In a single movement, the Vigile’s pistol was in my hand and aimed at Frank Weaver’s heart. His body gave the briefest start, but he still made no sound as a red dot hovered on his chest. Scarlett Burnish moved toward him, but I fired the pistol between them. She froze.

“To prevent London slipping back into human control,” Weaver said, robotic, “I am willing to lay down this mortal life.”

Gomeisa laughed, a sound like grinding metal. “It seems you were wrong, Nashira. 40 is willing to take a fellow human’s life for her own ends.”

“I am,” I said. “For all the lives he’s taken in your name.”

The Sargas made no attempt to shield their Grand Inquisitor. “Even if you topple this pawn where he stands, you will not stop
what
is coming,” Gomeisa said. “Not if you cleave your mountains and raze your cities. Not if you lay down your life in pursuit of our downfall. Our influence is buried deep in the mortal coil, rooting us like an anchor to this earth.”

“I’m a dreamwalker, Gomeisa,” I said. “I recognize no anchor to this earth.”

But I’d lost. They didn’t care if I shot Frank Weaver; all they’d do was find another willing servant.

I had no leverage.

“If it helps to ease your guilt”—Gomeisa watched the screen with no emotion—“we were always going to do this, whether you presented yourself or not. These lives will pay for the one of ours that you took in the colony, and even that is not enough for the loss of the blood-heir.”

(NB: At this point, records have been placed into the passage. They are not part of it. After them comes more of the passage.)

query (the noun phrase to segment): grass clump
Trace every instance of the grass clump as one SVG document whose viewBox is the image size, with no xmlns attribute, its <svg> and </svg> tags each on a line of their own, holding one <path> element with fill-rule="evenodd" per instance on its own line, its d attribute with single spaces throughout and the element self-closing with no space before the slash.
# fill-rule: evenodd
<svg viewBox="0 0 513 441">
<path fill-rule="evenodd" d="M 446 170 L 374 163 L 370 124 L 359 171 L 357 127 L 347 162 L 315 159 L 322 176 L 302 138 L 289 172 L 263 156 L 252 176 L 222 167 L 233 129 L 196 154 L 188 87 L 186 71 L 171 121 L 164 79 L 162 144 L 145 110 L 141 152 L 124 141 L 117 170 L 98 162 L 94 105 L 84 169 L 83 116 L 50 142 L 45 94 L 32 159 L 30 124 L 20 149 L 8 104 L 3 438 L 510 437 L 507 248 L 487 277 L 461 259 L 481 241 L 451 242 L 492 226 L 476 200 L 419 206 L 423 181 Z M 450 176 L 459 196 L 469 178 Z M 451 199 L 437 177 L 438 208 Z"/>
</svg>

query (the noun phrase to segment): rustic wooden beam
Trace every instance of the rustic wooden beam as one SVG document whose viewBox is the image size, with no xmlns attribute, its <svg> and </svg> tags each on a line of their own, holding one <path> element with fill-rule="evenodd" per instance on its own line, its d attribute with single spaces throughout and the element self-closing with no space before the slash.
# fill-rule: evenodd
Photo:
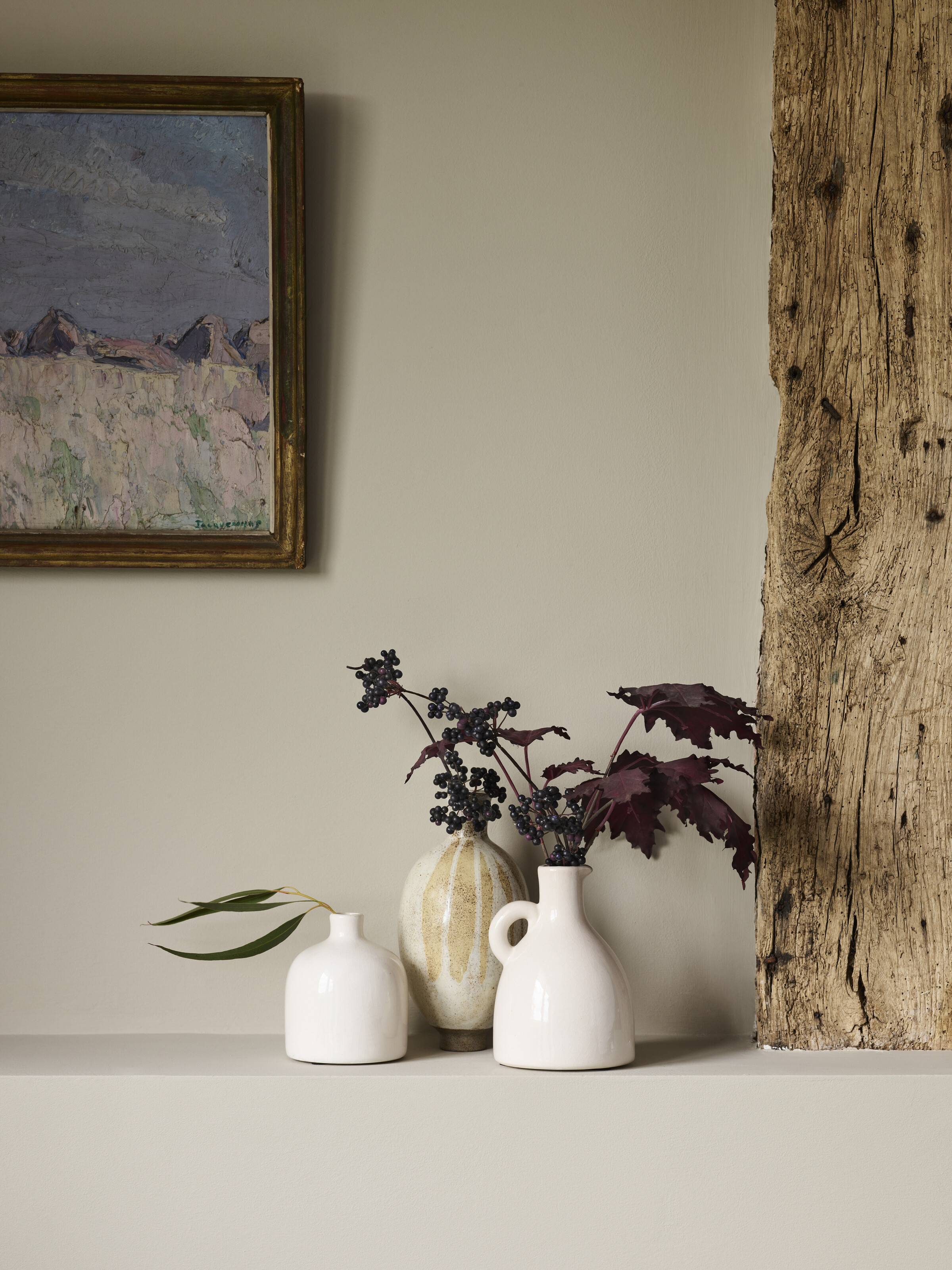
<svg viewBox="0 0 952 1270">
<path fill-rule="evenodd" d="M 952 9 L 778 0 L 758 1040 L 952 1046 Z"/>
</svg>

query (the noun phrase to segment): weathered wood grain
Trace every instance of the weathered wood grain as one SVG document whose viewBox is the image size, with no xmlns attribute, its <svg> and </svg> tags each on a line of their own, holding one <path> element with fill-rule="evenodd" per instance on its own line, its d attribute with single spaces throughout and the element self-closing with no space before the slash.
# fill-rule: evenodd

Kraz Sargas. The Rephaite I had killed with a bullet and a flower. Scarlett Burnish touched her earpiece.

“Lower the anchor,” she said.

On the screen, the Grand Executioner walked to the switch that had murdered so many of my people. As his gloved hand reached toward it, Lotte wrenched her arms from behind her back—someone must have smuggled her a blade—and cut right through the binding on her lips. Blood unfurled from her mouth, but her eyes were sparkling with wild triumph.

“BLACK MOTH RULES IN LONDON,” she screamed at the camera. “VOYANTS, DO YOU HEAR ME? BLACK MOTH RULES IN—”

The broadcast cut off. Something small and vital fractured into pieces. I was a live wire, a lit fuse, an exploding star on the verge of supernova. My spirit crested against the inside of my dreamscape, rearing up to meet the storm that gathered in my mind. Iridescent colors framed my vision. They blinded me, like splinters of the sun.